Ion transport through biological membranes often takes place via pore-like protein channels. The elementary process of this transport can be described as a motion of the ion in a quasi-periodic multi-well potential. In this study molecular dynamics simulations of ion transport in a model channel were performed in order to test the validity of reaction-rate theory for this process. The channel is modelled as a hexagonal helix of infinite length, and the ligand groups interacting with the ion are represented by dipoles lining the central hole of the channel. The dipoles interact electrostatically with each other and are allowed to oscillate around an equilibrium orientation. The coupled equations of motion for the ion and the dipoles were solved simultaneously with the aid of a numerical integration procedure. From the calculated ion trajectories it is seen that, particularly at low temperatures, the ion oscillates back and forth in the trapping site many times before it leaves the site and jumps over the barrier. The observed oscillation frequency was found to be virtually temperature-independent (nu 0 approximately equal to 2 X 10(12) s-1) so that the strong increase of transport rate with temperature results almost exclusively from the Arrhenius-type exponential dependence of jump probability w on 1/T. At higher temperatures simultaneous jumps over several barriers occasionally occur. Although the exponential form of w(T) was in agreement with the predictions of rate theory, the activation energy Ea as determined from w(T) was different from the barrier height which was calculated from the static potential of the ion in the channel; the actual transport rate was 1 X 10(3) times higher than the rate predicted from the calculated barrier height. This observation was interpreted by the notion that ion transport in the channel is strongly influenced by thermal fluctuations in the conformation of the ligand system which in turn give rise to fluctuations of barrier height.
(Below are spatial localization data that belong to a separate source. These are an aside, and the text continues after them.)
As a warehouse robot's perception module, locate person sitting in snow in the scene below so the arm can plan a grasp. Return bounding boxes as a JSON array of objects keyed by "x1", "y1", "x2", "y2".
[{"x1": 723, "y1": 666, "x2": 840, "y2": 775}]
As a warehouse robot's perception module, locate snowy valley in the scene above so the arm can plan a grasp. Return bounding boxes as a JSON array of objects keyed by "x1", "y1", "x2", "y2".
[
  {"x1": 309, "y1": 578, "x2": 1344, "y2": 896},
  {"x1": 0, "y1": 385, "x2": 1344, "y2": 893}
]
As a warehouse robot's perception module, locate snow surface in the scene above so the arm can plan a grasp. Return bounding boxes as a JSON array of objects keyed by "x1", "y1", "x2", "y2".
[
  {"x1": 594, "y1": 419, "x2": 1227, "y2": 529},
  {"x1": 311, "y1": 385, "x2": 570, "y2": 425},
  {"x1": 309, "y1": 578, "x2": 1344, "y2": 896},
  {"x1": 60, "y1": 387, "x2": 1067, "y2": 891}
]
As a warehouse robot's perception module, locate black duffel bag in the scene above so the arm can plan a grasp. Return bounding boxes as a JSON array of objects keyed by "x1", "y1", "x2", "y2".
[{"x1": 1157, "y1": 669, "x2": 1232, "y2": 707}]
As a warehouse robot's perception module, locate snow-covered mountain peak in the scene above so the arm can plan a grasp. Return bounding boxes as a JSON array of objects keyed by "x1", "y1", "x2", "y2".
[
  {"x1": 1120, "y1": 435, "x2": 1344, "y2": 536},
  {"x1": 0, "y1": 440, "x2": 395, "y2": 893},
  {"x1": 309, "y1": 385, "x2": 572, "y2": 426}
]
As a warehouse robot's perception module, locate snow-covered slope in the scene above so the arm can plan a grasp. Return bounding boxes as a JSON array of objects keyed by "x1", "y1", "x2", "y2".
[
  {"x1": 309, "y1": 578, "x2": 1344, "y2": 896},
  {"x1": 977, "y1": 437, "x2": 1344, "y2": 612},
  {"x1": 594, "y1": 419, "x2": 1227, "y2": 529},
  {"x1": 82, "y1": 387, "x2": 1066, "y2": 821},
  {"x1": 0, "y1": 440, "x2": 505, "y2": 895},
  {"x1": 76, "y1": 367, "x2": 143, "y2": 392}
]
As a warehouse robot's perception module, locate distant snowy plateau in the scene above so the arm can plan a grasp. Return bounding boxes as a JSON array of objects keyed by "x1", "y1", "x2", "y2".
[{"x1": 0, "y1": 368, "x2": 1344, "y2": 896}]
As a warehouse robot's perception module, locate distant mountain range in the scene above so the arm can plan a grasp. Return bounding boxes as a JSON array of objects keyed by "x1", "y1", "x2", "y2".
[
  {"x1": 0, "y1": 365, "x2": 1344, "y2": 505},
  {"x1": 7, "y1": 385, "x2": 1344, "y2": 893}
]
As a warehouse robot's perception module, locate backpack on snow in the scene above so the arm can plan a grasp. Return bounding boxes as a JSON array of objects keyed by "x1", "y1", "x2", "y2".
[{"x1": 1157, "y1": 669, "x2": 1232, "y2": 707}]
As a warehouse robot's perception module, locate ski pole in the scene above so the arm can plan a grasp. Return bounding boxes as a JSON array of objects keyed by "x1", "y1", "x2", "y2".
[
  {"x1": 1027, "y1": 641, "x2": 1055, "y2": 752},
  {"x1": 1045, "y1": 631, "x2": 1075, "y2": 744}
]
离子通过生物膜的运输通常经由孔状蛋白质通道进行。这种运输的基本过程可描述为离子在准周期多阱势中的运动。在本研究中,进行了模型通道中离子运输的分子动力学模拟,以检验该过程反应速率理论的有效性。通道被建模为无限长的六边形螺旋,与离子相互作用的配体基团由排列在通道中心孔周围的偶极子表示。偶极子彼此之间存在静电相互作用,并允许围绕平衡取向振荡。借助数值积分程序同时求解离子和偶极子的耦合运动方程。从计算出的离子轨迹可以看出,特别是在低温下,离子在离开阱位点并越过势垒之前,会在捕获位点来回振荡多次。观察到的振荡频率实际上与温度无关(ν0约等于2×10¹² s⁻¹),因此运输速率随温度的强烈增加几乎完全源于跳跃概率w对1/T的阿仑尼乌斯型指数依赖。在较高温度下,偶尔会发生同时越过多个势垒的跳跃。尽管w(T)的指数形式与速率理论的预测一致,但由w(T)确定的活化能Ea与根据通道中离子的静电势计算出的势垒高度不同;实际运输速率比根据计算出的势垒高度预测的速率高1×10³倍。这一观察结果可通过以下观点来解释,即通道中的离子运输受到配体系统构象热涨落的强烈影响,而这反过来又导致势垒高度的涨落。